On 18 October 2006, CNN aired a small portion of a videotape sent to Ware that showed snipers shooting at, and apparently killing, American troops. The video was a tape sent to CNN with Ware adding narration for the edited broadcast that showed American soldiers being stalked and eventually brought under fire by the shooters. After the news report was shown, White House Press Secretary Tony Snow accused CNN of "propagandizing" the American public.

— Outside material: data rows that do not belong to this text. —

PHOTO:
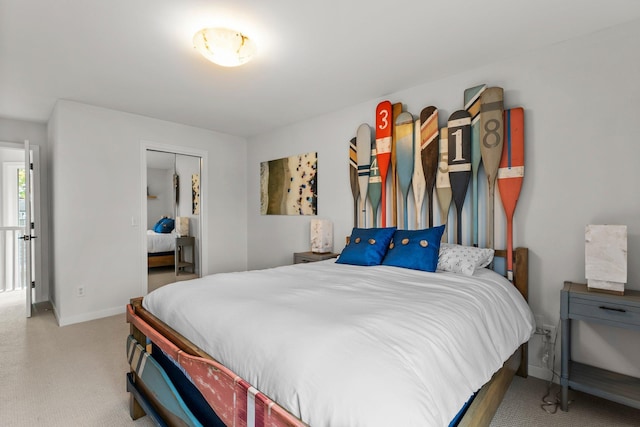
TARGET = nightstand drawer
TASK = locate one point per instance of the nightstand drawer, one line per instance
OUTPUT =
(605, 311)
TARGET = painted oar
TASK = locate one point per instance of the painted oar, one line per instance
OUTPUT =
(472, 105)
(491, 140)
(375, 184)
(404, 156)
(353, 178)
(443, 185)
(429, 141)
(384, 126)
(511, 173)
(417, 180)
(459, 161)
(363, 149)
(396, 109)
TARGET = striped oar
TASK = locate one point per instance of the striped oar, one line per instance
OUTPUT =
(396, 109)
(417, 180)
(353, 178)
(429, 141)
(472, 105)
(443, 185)
(404, 152)
(511, 173)
(384, 125)
(459, 161)
(363, 148)
(375, 184)
(491, 140)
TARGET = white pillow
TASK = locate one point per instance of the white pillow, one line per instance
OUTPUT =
(463, 259)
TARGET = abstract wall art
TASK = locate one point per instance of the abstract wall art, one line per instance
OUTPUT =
(288, 186)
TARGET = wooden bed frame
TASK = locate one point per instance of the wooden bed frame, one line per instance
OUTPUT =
(230, 396)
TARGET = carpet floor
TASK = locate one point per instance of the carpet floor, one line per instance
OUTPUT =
(75, 376)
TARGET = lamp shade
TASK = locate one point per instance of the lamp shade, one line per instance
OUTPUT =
(224, 46)
(182, 226)
(321, 236)
(606, 257)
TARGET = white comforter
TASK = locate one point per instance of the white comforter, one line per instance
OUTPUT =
(160, 242)
(341, 345)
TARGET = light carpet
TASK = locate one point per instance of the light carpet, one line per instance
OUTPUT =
(75, 376)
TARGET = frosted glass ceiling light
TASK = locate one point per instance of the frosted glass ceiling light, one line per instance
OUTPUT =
(225, 47)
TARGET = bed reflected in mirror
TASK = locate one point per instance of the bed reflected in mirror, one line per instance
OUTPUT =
(169, 198)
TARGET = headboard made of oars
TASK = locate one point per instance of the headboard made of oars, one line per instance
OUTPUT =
(409, 161)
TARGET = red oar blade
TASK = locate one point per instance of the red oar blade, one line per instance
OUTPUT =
(511, 173)
(511, 170)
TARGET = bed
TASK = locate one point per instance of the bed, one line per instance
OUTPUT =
(160, 249)
(326, 381)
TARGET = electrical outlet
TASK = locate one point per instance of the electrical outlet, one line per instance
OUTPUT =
(549, 333)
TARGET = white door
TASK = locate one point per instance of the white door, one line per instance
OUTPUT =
(26, 233)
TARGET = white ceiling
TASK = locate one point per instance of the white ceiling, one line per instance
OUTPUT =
(314, 56)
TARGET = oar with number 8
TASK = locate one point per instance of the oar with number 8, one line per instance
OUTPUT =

Representative Duncan Hunter, then-chairman of the House Armed Services Committee, asked Donald Rumsfeld to remove CNN embedded reporters following the airing of the news report, claiming that "CNN has now served as the publicist for an enemy propaganda film featuring the killing of an American soldier".

In 2008, he revealed that, while embedded in Diyala Province in 2007, he filmed the shooting of a young Iraqi man, whom he described as "a legitimate target", by U.S. soldiers. The shot did not initially kill the man, but no aid was rendered during the estimated 20 minutes it took him to die. Ware told the story to illustrate how dehumanising war is for military personnel as well as reporters.